Abu Dhabi-listed petrochemical company Borouge said net profit nearly halved in the first quarter of 2026, as logistics challenges hit revenues in March.
The bottom line declined to $156 million in the January-March quarter, down 45 percent from a year earlier.
Revenue dropped 17 percent to $1.2 billion, despite the company’s use of alternative distribution routes in response to the blockade of the Strait of Hormuz.
Higher logistics and freight costs were absorbed into its pricing strategy, the company said in a filing to the Abu Dhabi Securities Exchange on Thursday.
First-quarter production reached 98 percent of capacity, at 1.21 million tonnes. Polyolefin prices rose 62 percent in March, driven by a global supply shortage and are expected to have stayed high in April, supporting the full-year outlook.

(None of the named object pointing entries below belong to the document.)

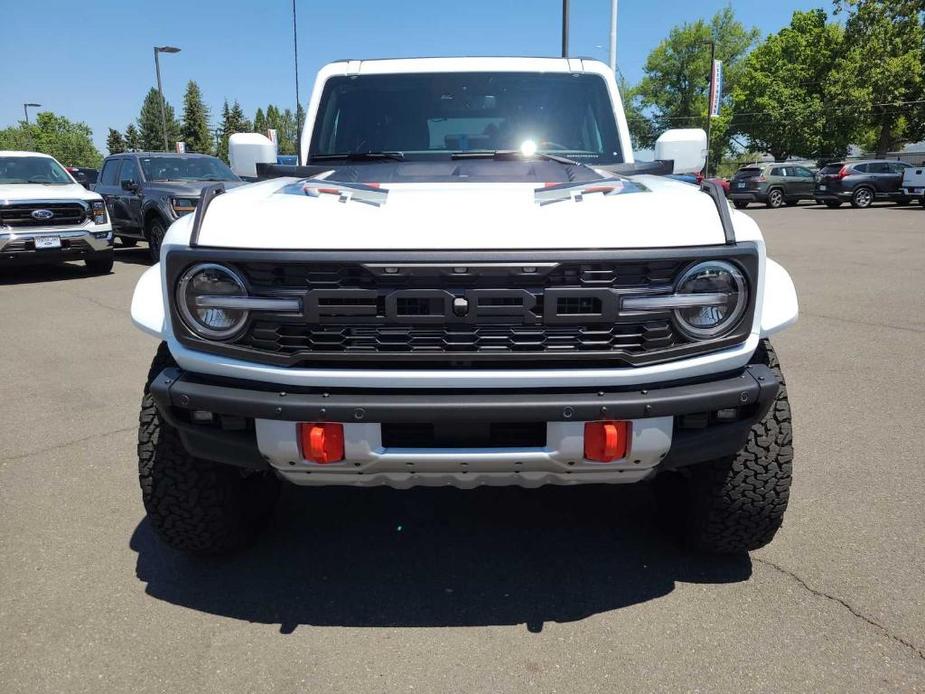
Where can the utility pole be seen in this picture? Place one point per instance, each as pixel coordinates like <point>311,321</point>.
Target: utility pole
<point>565,28</point>
<point>706,168</point>
<point>25,109</point>
<point>614,9</point>
<point>160,90</point>
<point>298,122</point>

In April, Borouge’s production facilities at the Ruwais Industrial Area were damaged during the conflict.
Following initial repairs to some lines and a phased restart of the plant, most production units are available and utilisation is ramping up, the statement said.
Moreover, inventory from unsold production in March is being sold into a higher-price environment in the second quarter.
Borouge’s shares were trading 0.8 percent lower at AED2.51 on Thursday and are down 5 percent since the start of the year.
Borouge Group International (BGI) owns 90 percent of Borouge, according to ADX data.
BGI is a $60 billion venture formed through the combination of Borouge, Europe’s Borealis and Canada’s Nova Chemicals.